Daily Archives: August 28, 2019

50 scenes of Christopher Walken dancing will make you smile. George Clooney tries to rid the world of “dumbasses.” And a writer goes looking for the baseball umpire of his youth, trying to forget some awful behavior

Who doesn’t love Christopher Walken?

I mean, this is technically a rhetorical question. But if there is actually someone out there in the whole wide world who doesn’t love the actor that’s been in four hundred movies, I would like to meet them.

Anyway, Walken is an acting legend, and you never walk away from seeing him and thinking he didn’t give his all.

So given that, and how much fun he always seems to have in movies, I thought this clip was great. Someone on the Interwebs decided to cut a montage of 50 Christopher Walken dance scenes, and it’s fabulous.


**Next up today, George Clooney is many things, including a terrific humanitarian, supporting many causes that are important in the world.

He’s even good at Public Service Announcements (PSA’s), trying to help his fellow man. Here, in service of climate change awareness, is George Clooney, trying to rid the world of… dumbasses.

Pretty damn funny.

**And finally today, I thought this was an excellently done column, by a man who clearly had regrets for a few moments of childhood idiocy.
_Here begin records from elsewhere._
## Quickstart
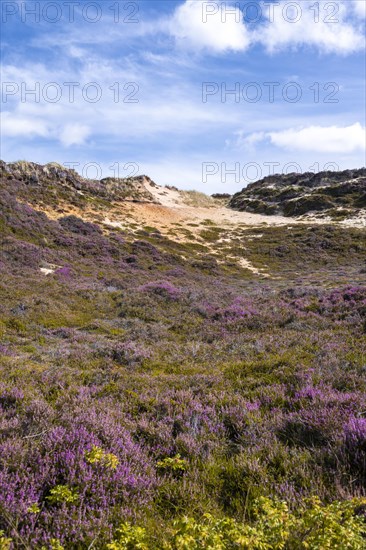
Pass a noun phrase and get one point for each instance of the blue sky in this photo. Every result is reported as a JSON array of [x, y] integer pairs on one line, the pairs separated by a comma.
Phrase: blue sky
[[152, 80]]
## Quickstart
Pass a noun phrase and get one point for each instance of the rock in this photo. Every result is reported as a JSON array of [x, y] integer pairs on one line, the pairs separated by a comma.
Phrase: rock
[[332, 194]]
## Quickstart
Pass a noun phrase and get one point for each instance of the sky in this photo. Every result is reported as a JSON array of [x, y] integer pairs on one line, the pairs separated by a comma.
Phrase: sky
[[199, 94]]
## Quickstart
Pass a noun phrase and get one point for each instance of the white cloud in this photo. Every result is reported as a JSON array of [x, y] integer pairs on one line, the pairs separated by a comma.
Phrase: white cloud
[[299, 24], [14, 125], [319, 139], [359, 7], [215, 26], [74, 134]]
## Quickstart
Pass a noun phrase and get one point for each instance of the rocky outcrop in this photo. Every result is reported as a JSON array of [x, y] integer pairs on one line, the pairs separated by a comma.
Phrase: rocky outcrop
[[334, 194], [53, 177]]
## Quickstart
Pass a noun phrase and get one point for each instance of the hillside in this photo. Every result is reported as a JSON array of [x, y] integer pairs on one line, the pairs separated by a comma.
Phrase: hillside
[[330, 195], [164, 357]]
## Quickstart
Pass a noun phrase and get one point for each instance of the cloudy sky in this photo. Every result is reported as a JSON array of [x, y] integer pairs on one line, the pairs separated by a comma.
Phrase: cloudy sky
[[197, 94]]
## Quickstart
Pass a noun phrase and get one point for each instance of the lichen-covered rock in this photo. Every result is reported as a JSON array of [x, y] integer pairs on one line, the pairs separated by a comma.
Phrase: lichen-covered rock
[[324, 193]]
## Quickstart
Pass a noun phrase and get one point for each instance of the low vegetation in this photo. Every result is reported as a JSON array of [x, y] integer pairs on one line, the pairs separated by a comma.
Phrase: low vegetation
[[153, 395]]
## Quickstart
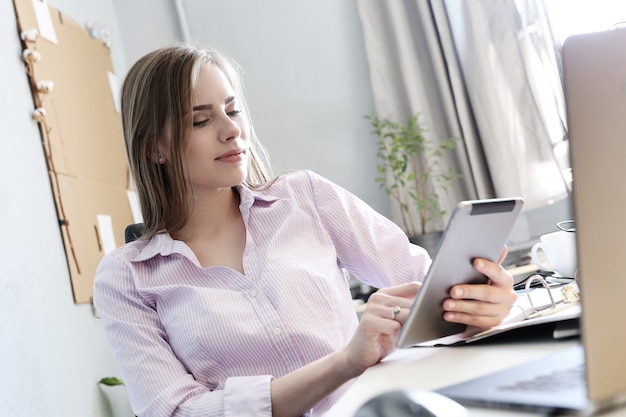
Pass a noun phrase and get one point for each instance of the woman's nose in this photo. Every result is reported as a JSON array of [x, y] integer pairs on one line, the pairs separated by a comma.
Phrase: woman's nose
[[229, 129]]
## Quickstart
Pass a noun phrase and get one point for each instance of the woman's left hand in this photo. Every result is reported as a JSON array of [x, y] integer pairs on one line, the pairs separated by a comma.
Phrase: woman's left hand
[[482, 305]]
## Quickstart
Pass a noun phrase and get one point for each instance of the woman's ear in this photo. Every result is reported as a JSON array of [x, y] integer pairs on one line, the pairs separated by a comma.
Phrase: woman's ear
[[158, 156]]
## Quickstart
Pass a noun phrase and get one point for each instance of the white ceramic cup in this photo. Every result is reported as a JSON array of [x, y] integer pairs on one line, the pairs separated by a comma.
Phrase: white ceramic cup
[[556, 252]]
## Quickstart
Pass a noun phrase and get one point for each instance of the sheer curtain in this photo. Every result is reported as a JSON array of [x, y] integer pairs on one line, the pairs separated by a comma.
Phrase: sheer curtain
[[486, 71]]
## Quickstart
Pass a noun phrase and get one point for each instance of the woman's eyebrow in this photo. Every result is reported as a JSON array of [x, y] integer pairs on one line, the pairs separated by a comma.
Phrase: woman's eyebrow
[[210, 106]]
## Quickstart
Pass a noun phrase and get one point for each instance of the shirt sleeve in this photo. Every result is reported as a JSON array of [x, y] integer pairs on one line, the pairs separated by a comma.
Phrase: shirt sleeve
[[158, 384], [369, 245]]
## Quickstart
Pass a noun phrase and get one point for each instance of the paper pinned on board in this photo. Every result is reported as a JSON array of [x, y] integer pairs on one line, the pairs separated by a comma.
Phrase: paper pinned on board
[[44, 20]]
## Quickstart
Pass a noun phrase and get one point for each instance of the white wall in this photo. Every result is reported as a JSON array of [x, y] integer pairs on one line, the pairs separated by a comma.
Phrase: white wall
[[308, 85], [305, 71], [52, 352]]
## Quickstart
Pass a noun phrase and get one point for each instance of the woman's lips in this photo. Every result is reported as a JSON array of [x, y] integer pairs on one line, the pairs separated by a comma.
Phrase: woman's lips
[[236, 155]]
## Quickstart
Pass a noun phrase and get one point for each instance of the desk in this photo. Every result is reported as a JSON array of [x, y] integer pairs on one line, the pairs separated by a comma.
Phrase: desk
[[434, 368]]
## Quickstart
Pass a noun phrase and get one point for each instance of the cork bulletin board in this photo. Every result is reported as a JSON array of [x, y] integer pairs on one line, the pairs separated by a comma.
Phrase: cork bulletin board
[[74, 89]]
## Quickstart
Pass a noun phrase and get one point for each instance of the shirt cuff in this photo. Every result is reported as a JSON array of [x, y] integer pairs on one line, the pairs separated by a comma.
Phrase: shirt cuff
[[248, 396]]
Steve Politi, an outstanding journalist for the Newark (N.J.) Star-Ledger, was in a big Little League game when he was 12, and strode to the plate with runners on base and the game on the line.

A minute later, after things didn’t go his way, he flipped off the home plate umpire with a “double bird.”

Thirty-five years later, Politi went looking for that umpire to apologize, and explain.

An excerpt:
The umpire tried to explain this to me when I arrived at home plate and met my cruel fate. It didn’t matter. The Gantner’s manager tried to offer words of encouragement, that next time he walked me, “we’ll have to throw the ball in the dirt!” That didn’t help, either. Next time? Is this going to be a THING, Gantner’s?!

The disappointment boiled over into rage. I can still see the back of the ump walking away as the middle digit on both of my hands rose and pointed in his direction. I’m sure there were gasps. I don’t remember that. I do remember the voice of my best friend’s mom breaking the silence.

“Steven! Noooooooooo!”

Really, really beautiful writing here.